Mit dem Vier-Säulen-Prinzip

Im Swiss MTB Pro Team hat Luca Schätti eine neue Heimat gefunden, die eigentlich seine alte ist. Geführt wird die Nachwuchsequipe nämlich von derselben Crew, welche den Horgner bereits in den vergangenen beiden Saisons betreut hat.

Anfang Juni war bekannt geworden, dass sich der Radhersteller Wheeler per Ende Jahr als Ausrüster des gleichnamigen Teams zurückziehen wird. Das bescherte Luca Schätti einen unruhigen Sommer. Die Suche nach einem neuen Team gestaltete sich schwierig. Es waren mehr Fahrer auf dem Markt, als es Plätze in Mannschaften hatte. «Es war schon eine rechte Belastung. In den Rennen konnte ich das Ganze aber gut ausblenden. Dort wollte ich mich von meiner besten Seite zeigen», blickt der 18-Jährige, der im dritten und letzten Lehrjahr als Velomechaniker steht, zurück. Mit den Leistungen in seinem letzten U-19-Jahr zeigt sich der Horgner recht zufrieden. Die Gesamtwertung des Swiss Cups gewann er, an den Schweizer MTBMeisterschaften wurde er Dritter. Nur mit seinem Abschneiden an der Heim-WM in Lenzerheide hadert Schätti. «Ich erlitt gleich zweimal einen Platten.» Unter diesen Umständen schlug er sich mit Platz 19 achtbar.

Athleten absichern

Nach den Weltmeisterschaften zeigte sich bei der Teamsuche ein Licht am Horizont. Spruchreif wurde die Sache aber erst Ende letzter Woche. Das bisherige Teammanagement um Cornelia und Manfred Kupferschmied wollte weitermachen. Man wollte für die verbleibenden Athleten Joris Ryf, Ramona Kupferschmied und Luca Schätti eine gute Lösung zu finden. «Uns liegen die drei am Herzen», erklären Kupferschmieds. Dafür wollten sie neue Wege gehen. Mit ihrem Marketing- und Kommunikationsunternehmen Play up! Sports Management GmbH entwickelten sie das neue Mehrsäulenkonzept «Evolution For»: Partner/Sponsoren Bike Branche, persönliche Sponsoren, Teamsponsoren und Factory. Der Bikehersteller ist dabei immer noch eine wichtige Säule. Bricht diese jedoch weg, tragen die anderen Säulen das Dach des Gebäudes weiter. Eine ganz besonders wichtige und tragende Funktion kommt der Säule der persönlichen Sponsoren zu.

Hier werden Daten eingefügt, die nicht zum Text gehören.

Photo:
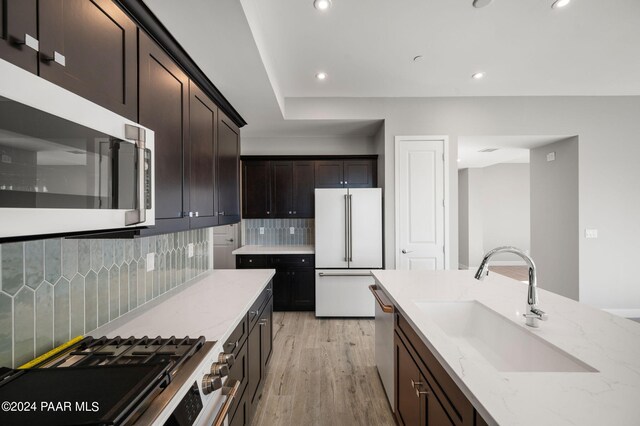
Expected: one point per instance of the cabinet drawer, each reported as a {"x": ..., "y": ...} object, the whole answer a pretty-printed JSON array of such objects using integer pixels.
[
  {"x": 454, "y": 402},
  {"x": 251, "y": 261},
  {"x": 236, "y": 339},
  {"x": 239, "y": 371},
  {"x": 256, "y": 309},
  {"x": 286, "y": 260}
]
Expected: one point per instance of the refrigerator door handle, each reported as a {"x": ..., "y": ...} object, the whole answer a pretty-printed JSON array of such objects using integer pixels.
[
  {"x": 350, "y": 228},
  {"x": 346, "y": 228}
]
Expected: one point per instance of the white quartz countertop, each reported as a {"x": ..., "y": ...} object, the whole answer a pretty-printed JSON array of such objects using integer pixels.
[
  {"x": 605, "y": 342},
  {"x": 212, "y": 306},
  {"x": 255, "y": 249}
]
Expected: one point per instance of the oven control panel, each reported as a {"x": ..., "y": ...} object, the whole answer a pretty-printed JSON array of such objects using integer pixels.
[{"x": 188, "y": 409}]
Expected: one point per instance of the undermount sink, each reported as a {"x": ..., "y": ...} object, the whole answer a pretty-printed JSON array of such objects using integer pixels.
[{"x": 506, "y": 345}]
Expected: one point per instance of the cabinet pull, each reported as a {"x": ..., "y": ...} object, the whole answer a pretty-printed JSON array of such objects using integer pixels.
[
  {"x": 28, "y": 41},
  {"x": 57, "y": 57},
  {"x": 387, "y": 309},
  {"x": 419, "y": 393}
]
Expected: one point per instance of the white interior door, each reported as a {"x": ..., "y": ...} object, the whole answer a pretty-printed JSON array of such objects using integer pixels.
[
  {"x": 365, "y": 247},
  {"x": 225, "y": 240},
  {"x": 331, "y": 228},
  {"x": 420, "y": 203}
]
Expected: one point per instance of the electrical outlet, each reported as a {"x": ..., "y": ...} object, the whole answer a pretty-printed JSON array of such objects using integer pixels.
[{"x": 151, "y": 262}]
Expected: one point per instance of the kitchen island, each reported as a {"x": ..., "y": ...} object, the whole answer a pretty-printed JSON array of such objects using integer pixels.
[{"x": 582, "y": 366}]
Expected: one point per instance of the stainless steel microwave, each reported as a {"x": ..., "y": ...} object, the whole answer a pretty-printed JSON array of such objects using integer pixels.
[{"x": 67, "y": 164}]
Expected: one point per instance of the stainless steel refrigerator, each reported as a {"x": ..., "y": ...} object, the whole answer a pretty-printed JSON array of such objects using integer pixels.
[{"x": 348, "y": 244}]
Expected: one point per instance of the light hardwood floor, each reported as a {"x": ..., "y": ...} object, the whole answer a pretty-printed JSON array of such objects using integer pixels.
[{"x": 322, "y": 372}]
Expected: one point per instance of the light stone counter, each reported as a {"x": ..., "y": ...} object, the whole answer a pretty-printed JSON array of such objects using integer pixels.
[
  {"x": 301, "y": 249},
  {"x": 605, "y": 342},
  {"x": 212, "y": 306}
]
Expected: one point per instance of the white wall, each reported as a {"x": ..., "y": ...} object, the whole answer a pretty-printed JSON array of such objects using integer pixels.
[
  {"x": 609, "y": 199},
  {"x": 505, "y": 209},
  {"x": 357, "y": 145},
  {"x": 555, "y": 233}
]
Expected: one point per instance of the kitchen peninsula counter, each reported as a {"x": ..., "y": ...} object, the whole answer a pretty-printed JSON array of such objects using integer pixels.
[{"x": 608, "y": 344}]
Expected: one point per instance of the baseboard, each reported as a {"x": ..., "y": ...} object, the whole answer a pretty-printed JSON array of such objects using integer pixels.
[{"x": 626, "y": 313}]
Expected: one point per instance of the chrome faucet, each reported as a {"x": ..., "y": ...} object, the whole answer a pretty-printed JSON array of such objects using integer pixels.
[{"x": 533, "y": 314}]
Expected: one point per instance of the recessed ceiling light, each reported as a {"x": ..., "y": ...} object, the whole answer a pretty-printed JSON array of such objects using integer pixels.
[
  {"x": 481, "y": 3},
  {"x": 322, "y": 4}
]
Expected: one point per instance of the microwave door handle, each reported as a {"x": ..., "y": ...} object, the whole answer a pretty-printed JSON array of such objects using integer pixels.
[{"x": 139, "y": 215}]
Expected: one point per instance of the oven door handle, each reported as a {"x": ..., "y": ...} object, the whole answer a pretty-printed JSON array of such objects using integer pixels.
[
  {"x": 231, "y": 392},
  {"x": 139, "y": 215}
]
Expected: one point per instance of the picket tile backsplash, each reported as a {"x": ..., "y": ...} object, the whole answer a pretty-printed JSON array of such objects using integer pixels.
[{"x": 53, "y": 290}]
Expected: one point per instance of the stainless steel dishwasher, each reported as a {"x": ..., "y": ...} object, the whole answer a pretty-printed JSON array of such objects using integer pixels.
[{"x": 384, "y": 341}]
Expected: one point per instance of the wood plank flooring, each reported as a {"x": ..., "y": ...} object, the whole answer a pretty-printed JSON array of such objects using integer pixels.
[{"x": 322, "y": 372}]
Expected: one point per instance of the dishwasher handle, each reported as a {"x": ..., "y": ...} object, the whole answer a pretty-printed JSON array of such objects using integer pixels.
[{"x": 386, "y": 308}]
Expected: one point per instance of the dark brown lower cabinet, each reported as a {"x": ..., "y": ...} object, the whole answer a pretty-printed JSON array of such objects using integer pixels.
[{"x": 425, "y": 394}]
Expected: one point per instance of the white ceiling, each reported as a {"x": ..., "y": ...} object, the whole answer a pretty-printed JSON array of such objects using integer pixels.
[
  {"x": 258, "y": 52},
  {"x": 525, "y": 47},
  {"x": 510, "y": 149}
]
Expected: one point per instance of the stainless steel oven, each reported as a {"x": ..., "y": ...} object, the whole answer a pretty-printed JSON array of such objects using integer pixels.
[{"x": 67, "y": 164}]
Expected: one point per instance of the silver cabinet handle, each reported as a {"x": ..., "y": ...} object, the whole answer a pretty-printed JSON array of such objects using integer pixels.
[
  {"x": 139, "y": 215},
  {"x": 28, "y": 41},
  {"x": 57, "y": 57},
  {"x": 346, "y": 227},
  {"x": 350, "y": 227}
]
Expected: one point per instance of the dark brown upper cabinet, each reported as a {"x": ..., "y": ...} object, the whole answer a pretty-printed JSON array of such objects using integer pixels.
[
  {"x": 164, "y": 106},
  {"x": 90, "y": 48},
  {"x": 352, "y": 173},
  {"x": 278, "y": 189},
  {"x": 329, "y": 174},
  {"x": 203, "y": 122},
  {"x": 228, "y": 171},
  {"x": 19, "y": 33},
  {"x": 303, "y": 186},
  {"x": 256, "y": 187}
]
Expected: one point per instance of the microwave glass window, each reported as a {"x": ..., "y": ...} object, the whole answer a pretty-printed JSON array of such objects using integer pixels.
[{"x": 49, "y": 162}]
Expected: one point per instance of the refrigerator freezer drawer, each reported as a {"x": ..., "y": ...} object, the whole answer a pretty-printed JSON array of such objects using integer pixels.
[{"x": 344, "y": 293}]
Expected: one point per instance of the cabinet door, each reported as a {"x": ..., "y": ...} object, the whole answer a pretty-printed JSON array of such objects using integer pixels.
[
  {"x": 254, "y": 362},
  {"x": 281, "y": 188},
  {"x": 282, "y": 290},
  {"x": 360, "y": 173},
  {"x": 266, "y": 335},
  {"x": 164, "y": 90},
  {"x": 98, "y": 43},
  {"x": 256, "y": 201},
  {"x": 203, "y": 119},
  {"x": 303, "y": 289},
  {"x": 18, "y": 20},
  {"x": 410, "y": 407},
  {"x": 303, "y": 185},
  {"x": 329, "y": 174},
  {"x": 228, "y": 174}
]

Das langfristige Ziel Kupferschmieds ist es, den Athleten eine gesicherte wirtschaftliche Lösung zu bieten – als eine wichtige Grundlage für deren sportlichen Erfolg.

Massgeschneidertes Bike

Der neue Ausrüster des Teams ist die Stoll Bikes AG. Sie wurde im Januar 2016 vom ehemaligen Schweizer Marathon-Topathleten Thomas Stoll gegründet und produziert unter dem Slogan «Auf dem Trail geboren, aus Passion hergestellt» massgeschneiderte Bikes. Vor zehn Tagen wurden die Athleten ausgemessen, damit die Rahmen auf sie angepasst werden können. «Wir hatten bisher gutes Material. Das ist aber noch ein Level höher», frohlockt Velomechlehrling Schätti, der seine Saison mit dem Radquer-Weltcup in Bern beendet. Im Winter plant Luca Schätti drei weitere Quer-Starts – im alten Jahr in der EKZ-Crosstour in Hittnau und Eschenbach sowie im Januar an der Schweizer Meisterschaft in Sion. Weihnachten/Neujahr verbringt der 18-Jährige zusammen mit Gian Schmid und Jan Sommer zum dritten Mal in einem Trainingslager in Spanien. Die neue Saison bringt für ihn mit dem Aufstieg in die U-23-Kategorie auch eine neue sportliche Herausforderung. Er hofft, von den Erfahrungen seines drei Jahre älteren Teamkollegen Joris Ryf profitieren zu können. «Er hat es im Weltcup immerhin schon in die Top 10 geschafft.» Schättis Ziele sind bescheidener. In der Heimat wird er die Swiss Bike Cups bestreiten und erstmals Weltcupluft schnuppern – allerdings nur im grenznahen Ausland. «Der Aufwand für weitere Reisen ist für mich als Neuling schlicht zu gross.»